In a preliminary study, researchers in Sasaki’s lab discovered two compounds—called GBM-Blast1 and GBM-Blast2—that “unbalanced” the phosphoinositides and led to catastrophic vacuolization (the formation of huge bubbles with membranes, like a balloon, inside cells) in the presence of PI(3,4,5)P3, eventually killing the brain tumor cells.

“Our biochemical analysis reveals that GBM-Blast1 and GBM-Blast2 possess a unique activity against phosphoinositide kinases, which regulate homeostasis of phosphoinositides,” Sasaki says. “Treatment of GBM-Blast1 and GBM-Blast2 with glioblastoma multiforme cells dramatically changed phosphoinositide balance.

“We found that this unique activity of GBM-Blast1 and GBM-Blast2 caused the vacuolization and cell death of glioblastoma multiforme cells.

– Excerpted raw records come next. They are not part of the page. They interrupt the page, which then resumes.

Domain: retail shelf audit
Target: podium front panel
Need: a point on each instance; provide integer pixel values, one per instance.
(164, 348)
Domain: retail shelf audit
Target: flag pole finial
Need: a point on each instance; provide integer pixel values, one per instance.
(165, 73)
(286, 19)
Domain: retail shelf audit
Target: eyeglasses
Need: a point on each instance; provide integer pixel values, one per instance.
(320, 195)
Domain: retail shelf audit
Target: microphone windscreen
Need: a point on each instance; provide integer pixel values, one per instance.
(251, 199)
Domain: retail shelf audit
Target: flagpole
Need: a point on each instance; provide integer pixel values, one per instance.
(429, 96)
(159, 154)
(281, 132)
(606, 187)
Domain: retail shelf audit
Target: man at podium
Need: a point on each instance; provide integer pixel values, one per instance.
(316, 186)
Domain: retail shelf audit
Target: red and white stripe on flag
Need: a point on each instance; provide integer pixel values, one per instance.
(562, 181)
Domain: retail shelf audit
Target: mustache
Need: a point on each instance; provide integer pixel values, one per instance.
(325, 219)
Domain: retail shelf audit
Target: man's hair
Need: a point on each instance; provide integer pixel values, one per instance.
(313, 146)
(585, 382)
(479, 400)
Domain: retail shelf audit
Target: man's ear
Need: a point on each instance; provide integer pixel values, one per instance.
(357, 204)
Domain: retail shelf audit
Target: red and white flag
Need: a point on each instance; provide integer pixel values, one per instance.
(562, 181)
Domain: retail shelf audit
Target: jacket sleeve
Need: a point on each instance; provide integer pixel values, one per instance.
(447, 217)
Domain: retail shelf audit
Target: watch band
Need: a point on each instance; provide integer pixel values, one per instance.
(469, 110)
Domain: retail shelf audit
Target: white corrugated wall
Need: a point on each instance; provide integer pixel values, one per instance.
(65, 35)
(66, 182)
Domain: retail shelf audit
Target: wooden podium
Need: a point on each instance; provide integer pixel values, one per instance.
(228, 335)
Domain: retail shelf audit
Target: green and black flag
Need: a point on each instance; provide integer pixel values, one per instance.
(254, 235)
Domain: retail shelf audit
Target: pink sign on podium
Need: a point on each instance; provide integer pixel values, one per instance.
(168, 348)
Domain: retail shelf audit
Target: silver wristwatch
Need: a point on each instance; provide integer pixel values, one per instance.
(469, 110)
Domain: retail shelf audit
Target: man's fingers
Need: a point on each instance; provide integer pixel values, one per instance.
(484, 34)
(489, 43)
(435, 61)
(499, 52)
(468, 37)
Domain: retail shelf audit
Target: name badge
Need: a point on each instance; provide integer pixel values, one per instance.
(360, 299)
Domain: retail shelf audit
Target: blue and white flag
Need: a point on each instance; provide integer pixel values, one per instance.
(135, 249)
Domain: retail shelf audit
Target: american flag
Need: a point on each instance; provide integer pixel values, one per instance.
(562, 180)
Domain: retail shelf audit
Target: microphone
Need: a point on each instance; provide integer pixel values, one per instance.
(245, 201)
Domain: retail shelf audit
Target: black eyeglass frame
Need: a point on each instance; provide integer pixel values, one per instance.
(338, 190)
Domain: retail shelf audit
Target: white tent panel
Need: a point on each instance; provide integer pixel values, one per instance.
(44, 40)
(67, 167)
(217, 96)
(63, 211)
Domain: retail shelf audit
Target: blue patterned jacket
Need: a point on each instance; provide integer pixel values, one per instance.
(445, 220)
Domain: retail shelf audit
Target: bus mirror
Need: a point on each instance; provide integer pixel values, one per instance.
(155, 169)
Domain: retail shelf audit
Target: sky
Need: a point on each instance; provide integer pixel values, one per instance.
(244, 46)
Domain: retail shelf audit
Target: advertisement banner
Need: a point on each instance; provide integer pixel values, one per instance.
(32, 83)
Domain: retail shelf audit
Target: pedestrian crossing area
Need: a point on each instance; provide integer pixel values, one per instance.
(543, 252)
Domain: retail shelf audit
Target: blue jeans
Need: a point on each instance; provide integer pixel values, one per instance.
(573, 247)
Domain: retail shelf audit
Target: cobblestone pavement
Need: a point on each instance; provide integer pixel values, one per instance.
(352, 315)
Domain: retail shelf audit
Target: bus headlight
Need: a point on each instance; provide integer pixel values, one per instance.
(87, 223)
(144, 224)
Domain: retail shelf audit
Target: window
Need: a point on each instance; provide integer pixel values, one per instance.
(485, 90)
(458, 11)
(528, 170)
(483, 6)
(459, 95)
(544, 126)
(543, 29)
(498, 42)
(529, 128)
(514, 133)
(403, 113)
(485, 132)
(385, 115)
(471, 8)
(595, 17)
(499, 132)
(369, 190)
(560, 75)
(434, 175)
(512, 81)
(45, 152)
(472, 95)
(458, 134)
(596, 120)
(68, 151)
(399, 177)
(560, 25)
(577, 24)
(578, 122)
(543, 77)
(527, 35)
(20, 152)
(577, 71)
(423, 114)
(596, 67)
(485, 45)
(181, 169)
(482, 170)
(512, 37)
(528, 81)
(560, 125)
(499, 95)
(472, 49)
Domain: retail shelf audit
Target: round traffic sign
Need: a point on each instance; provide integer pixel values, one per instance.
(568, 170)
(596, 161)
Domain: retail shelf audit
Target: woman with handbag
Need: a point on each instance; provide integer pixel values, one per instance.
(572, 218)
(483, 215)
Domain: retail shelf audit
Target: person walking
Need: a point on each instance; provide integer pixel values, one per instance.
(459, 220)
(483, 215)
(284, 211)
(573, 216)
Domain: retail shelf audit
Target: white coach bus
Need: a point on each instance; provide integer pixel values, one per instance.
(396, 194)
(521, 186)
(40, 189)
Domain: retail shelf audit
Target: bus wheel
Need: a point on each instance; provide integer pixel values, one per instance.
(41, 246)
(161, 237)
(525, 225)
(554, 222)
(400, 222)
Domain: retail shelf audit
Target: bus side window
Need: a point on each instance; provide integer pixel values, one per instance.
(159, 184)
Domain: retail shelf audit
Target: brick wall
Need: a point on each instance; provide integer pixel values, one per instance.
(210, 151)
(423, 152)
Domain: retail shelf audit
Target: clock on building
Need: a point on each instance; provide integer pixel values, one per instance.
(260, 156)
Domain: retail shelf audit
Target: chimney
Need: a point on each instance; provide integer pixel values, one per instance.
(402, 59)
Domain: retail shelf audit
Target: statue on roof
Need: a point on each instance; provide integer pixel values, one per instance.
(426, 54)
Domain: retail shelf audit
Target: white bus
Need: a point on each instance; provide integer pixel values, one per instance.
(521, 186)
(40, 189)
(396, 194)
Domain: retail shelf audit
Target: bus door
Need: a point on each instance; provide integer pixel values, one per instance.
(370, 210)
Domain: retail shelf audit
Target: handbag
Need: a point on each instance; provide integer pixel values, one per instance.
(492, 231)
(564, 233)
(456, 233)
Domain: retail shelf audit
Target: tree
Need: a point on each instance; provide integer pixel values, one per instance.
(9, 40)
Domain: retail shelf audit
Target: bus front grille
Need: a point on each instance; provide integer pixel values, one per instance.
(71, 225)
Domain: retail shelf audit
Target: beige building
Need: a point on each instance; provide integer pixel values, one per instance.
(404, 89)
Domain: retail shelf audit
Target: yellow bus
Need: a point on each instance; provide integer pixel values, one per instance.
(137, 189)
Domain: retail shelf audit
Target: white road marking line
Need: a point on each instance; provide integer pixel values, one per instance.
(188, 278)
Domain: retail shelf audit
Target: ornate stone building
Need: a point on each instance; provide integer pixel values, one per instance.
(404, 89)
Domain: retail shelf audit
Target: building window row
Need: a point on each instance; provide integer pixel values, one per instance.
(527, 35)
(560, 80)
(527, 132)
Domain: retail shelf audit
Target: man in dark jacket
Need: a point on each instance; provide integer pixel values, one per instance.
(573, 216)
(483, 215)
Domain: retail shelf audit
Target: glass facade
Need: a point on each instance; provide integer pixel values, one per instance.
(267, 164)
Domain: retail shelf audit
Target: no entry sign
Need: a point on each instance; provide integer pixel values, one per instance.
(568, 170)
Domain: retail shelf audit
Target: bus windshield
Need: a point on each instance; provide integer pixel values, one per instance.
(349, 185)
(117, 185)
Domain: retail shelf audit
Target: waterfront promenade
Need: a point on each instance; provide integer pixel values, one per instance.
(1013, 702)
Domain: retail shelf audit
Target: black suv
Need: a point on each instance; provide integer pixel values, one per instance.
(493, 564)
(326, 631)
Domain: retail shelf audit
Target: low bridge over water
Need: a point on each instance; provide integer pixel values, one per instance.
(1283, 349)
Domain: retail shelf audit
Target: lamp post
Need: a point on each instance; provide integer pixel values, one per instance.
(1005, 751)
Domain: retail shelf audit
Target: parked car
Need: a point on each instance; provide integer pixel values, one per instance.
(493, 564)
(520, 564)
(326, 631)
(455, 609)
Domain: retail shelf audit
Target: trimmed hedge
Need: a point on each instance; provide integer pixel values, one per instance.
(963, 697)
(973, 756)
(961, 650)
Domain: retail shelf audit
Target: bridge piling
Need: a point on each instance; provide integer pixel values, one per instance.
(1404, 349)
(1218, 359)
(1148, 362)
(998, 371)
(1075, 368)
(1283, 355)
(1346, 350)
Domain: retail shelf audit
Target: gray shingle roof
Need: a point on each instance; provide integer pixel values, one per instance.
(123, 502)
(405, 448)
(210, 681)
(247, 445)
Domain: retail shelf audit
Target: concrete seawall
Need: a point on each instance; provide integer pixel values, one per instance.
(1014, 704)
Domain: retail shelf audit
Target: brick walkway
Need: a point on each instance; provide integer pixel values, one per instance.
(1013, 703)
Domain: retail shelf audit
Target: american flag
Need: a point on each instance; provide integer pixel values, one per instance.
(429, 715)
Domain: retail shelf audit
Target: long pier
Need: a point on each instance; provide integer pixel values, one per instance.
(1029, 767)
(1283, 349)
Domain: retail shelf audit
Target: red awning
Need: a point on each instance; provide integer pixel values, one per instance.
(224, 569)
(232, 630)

Importantly, GBM-Blast1 and GBM-Blast2 did not affect healthy cells.”

Sasaki says these findings reveal a potentially more targeted therapeutic treatment for this type of brain tumor and the other types of solid tumors that elevate levels of PI(3,4,5)P3.

“We’ll be doing further studies to define the anti-tumor effect of GBM-Blast1 and GBM-Blast2 on glioblastoma multiforme human cell lines and clinically relevant animal models, which could lead to targeted therapies for patients with this tumor and could potentially improve patient outcomes for a devastating illness.

“This study also has a potential to form a platform to target brain metastasized tumors because recent studies demonstrate that several types of brain metastasized tumors gain new genomic mutations that increase PI(3,4,5)P3 levels,” he says.